The Strokes: New York Rockers' Early Years Revealed In New Photo Book
New York City during the first decade of the 2000s was a wellspring of young bands eager to spit in the faces of music critics who'd been quick to call radio's transition from the largely Seattle-based sounds of grunge and post-punk alternative into the bubblegum pop sounds of the new millennium the dying gasps of guitar-driven rock.
Leading the charge during that period, the Strokes were one of the biggest of the "local" bands playing the club circuit, and also one of the first to really break out onto the global scene and sign a huge deal with a major label. This era of raucous rebellion has been recently documented in Lizzy Goodman's fantastic compilation Meet Me In The Bathroom: Rebirth And Rock And Roll In New York City: 2001-2011, which chronicled the various bands – the Strokes chief among them – who were central to that rising movement.

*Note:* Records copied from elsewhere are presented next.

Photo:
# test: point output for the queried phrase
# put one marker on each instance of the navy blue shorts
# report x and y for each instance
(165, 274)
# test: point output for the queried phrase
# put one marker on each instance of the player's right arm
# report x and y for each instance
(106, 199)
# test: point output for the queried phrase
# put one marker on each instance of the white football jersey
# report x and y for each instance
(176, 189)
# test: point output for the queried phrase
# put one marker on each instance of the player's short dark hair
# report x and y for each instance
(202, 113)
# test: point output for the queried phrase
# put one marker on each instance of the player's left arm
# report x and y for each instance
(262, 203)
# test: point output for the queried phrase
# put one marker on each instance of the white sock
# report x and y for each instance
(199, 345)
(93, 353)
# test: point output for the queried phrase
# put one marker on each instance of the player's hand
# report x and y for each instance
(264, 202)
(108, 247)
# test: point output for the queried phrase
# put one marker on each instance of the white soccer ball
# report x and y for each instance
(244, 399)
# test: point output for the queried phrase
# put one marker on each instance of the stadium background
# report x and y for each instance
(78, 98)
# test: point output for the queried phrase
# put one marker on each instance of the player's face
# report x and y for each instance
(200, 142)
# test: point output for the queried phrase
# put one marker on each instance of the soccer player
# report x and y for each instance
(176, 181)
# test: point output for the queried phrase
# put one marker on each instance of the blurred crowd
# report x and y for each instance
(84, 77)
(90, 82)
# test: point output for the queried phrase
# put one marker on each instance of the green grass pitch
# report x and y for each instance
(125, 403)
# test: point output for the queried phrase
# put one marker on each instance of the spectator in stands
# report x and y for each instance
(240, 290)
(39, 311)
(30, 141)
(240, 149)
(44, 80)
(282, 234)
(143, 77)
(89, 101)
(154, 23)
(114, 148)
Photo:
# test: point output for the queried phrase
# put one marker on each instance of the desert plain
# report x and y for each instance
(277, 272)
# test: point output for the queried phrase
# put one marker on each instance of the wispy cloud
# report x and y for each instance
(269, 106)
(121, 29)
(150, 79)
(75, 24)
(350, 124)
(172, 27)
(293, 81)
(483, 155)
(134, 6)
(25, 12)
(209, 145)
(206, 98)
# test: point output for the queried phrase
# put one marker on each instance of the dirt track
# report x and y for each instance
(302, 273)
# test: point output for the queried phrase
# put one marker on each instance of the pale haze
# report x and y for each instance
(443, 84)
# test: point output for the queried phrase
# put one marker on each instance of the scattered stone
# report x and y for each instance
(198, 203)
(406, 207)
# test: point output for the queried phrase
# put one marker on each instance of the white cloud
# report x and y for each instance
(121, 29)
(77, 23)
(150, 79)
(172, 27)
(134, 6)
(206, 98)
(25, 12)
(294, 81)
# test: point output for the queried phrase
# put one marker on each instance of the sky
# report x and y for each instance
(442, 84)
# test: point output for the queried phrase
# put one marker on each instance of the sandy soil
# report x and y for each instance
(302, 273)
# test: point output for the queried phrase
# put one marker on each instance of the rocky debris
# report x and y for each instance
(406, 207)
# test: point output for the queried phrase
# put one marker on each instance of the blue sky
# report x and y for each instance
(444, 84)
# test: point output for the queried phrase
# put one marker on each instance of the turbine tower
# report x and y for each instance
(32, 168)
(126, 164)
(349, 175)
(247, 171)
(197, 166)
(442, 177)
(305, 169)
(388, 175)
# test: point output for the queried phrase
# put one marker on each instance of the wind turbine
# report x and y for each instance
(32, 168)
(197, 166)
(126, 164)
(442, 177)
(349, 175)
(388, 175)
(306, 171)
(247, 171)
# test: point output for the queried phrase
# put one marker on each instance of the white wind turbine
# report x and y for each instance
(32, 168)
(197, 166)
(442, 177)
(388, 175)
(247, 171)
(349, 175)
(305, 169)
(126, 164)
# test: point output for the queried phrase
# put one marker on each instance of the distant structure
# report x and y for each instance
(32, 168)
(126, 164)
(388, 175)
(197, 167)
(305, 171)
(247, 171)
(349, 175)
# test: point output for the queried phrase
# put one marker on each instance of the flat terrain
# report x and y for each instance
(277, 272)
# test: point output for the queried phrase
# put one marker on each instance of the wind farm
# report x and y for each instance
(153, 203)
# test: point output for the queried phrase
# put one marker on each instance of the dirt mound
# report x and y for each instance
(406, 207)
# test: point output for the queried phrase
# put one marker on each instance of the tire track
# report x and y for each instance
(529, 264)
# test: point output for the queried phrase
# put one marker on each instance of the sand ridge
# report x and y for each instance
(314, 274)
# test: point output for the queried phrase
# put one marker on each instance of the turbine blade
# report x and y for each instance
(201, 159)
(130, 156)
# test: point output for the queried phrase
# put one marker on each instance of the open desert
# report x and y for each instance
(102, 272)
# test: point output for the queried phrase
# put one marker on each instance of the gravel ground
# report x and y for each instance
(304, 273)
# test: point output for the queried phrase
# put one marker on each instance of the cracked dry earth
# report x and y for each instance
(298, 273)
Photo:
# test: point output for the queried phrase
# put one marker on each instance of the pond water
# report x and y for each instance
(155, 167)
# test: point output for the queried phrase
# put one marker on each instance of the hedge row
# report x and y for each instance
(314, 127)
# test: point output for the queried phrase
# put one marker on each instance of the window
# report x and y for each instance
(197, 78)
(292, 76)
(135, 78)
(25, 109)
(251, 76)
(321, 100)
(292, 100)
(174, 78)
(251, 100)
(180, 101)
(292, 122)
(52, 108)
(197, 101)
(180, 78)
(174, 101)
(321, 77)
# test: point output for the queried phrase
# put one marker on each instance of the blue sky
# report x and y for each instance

A new catalogue of moments from that singular time will also arrive this October: music photographer Cody Smyth has compiled his best stories and photos from his years embedded with the Strokes into a forthcoming volume titles The Strokes: The First Ten Years. The book will be the "first authorized visual record" of the band's early years, and is being heralded as, "a peerless window into the group through the lens of a close friend who was there before it even began."
The Strokes: The First Ten Years is due out on Oct. 10.